A New Public Ethos

Is the "greed is good" era coming to an end?

In reaction to the nation's financial crisis, government has begun a transformation that could usher in a new era of esteem for the public sector.

If this happens, it will counter a long-running trend that has seen only temporary bumps in the public's generally low trust in government following crises such as the attacks of Sept. 11, 2001, and the devastation of Hurricane Katrina. Today, public esteem remains low.

But scholars and longtime public servants who were present at the annual meeting of the National Academy of Public Administration in late November were talking about the emergence of a new ethos that could shift the balance of half a century's low regard for government and high esteem for the genius of the private sector.

H. George Frederickson, a University of Kansas professor distinguished not only by his academic record but also by his wit, asked the NAPA gathering to reconsider "the two political mantras of the 1980s. First: 'The era of big government is over.' That turns out to be true. It has been replaced by the era of really big government. Second: 'Government is not the solution to our problem; government is the problem.' Well, it appears to the investment banks, to the automobile industry, to those holding bad mortgages, to state and local governments, and to firms lined up to be bailed out that government is the solution. How things have changed."

Frederickson went on to assert that "We are witnessing the beginning of the end of the long era of bureaucrat bashing, and of tearing down the managerial capacity of government, and the beginnings of re-regulation." There were, as he observed, few attacks on the bureaucracy during the campaigns of 2008.

Frederickson and academy fellows Neal Peirce, Donald F. Kettl and Thomas Stanton were among those arguing that with its hugely expensive moves to shore up private corporations, Washington is redefining the nature of government. It's clear, for example, that new, federally imposed limits on outsized private compensation packages signal a shift in power between public and private sectors. University of Pennsylvania scholar Kettl argued that we are in the midst of the largest change in the role of government since the days of Alexander Hamilton. "We are redefining what government is and rewriting the social contract," he said.

President-elect Barack Obama, with his ambitious agenda and powerful communication capabilities (some 10 million e-mail addresses), could benefit from the evident end of a half century of what Frederickson called "an individualistic, corporate, market and private ethos."

Let's imagine what a new public ethos might encompass: a more egalitarian society, where heroes aren't measured by their private jets; a return to the canny thrift that built our economy before debt took over; a move away from the rational individualism philosophy articulated by thinkers like Ayn Rand toward a more communitarian view of social well-being; and a greater willingness to help one another not only through privately sponsored service organizations but also through the more potent levers of government.

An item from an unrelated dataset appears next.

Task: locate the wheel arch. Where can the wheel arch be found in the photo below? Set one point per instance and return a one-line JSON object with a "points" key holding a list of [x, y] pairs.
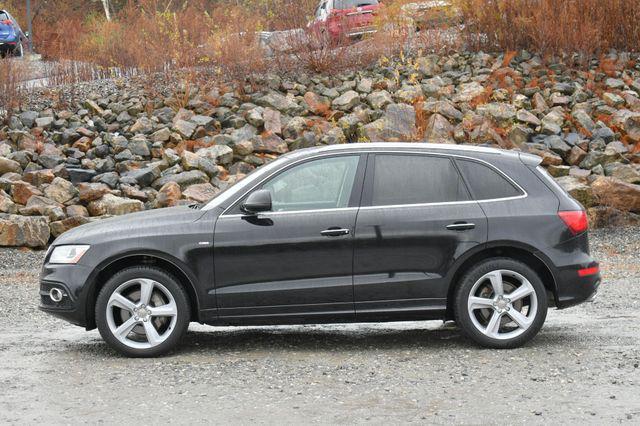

A new public ethos surely would embrace health insurance for all. It could cut through obstacles to infrastructure investment that would benefit so many citizens and businesses. It could help Washington reach urbanologist Peirce's worthy goal of supplanting urban program stovepipes with systems of support for the multijurisdictional "citistates" that are the engines of social and commercial interaction in our country. It should allow us to move away from the fractionated, special-interest structure of current government toward a more rational, economical, compassionate and effective approach to the common good our government seeks to serve.

From crisis can come progress, and Obama seems well-positioned to seize the opportunity.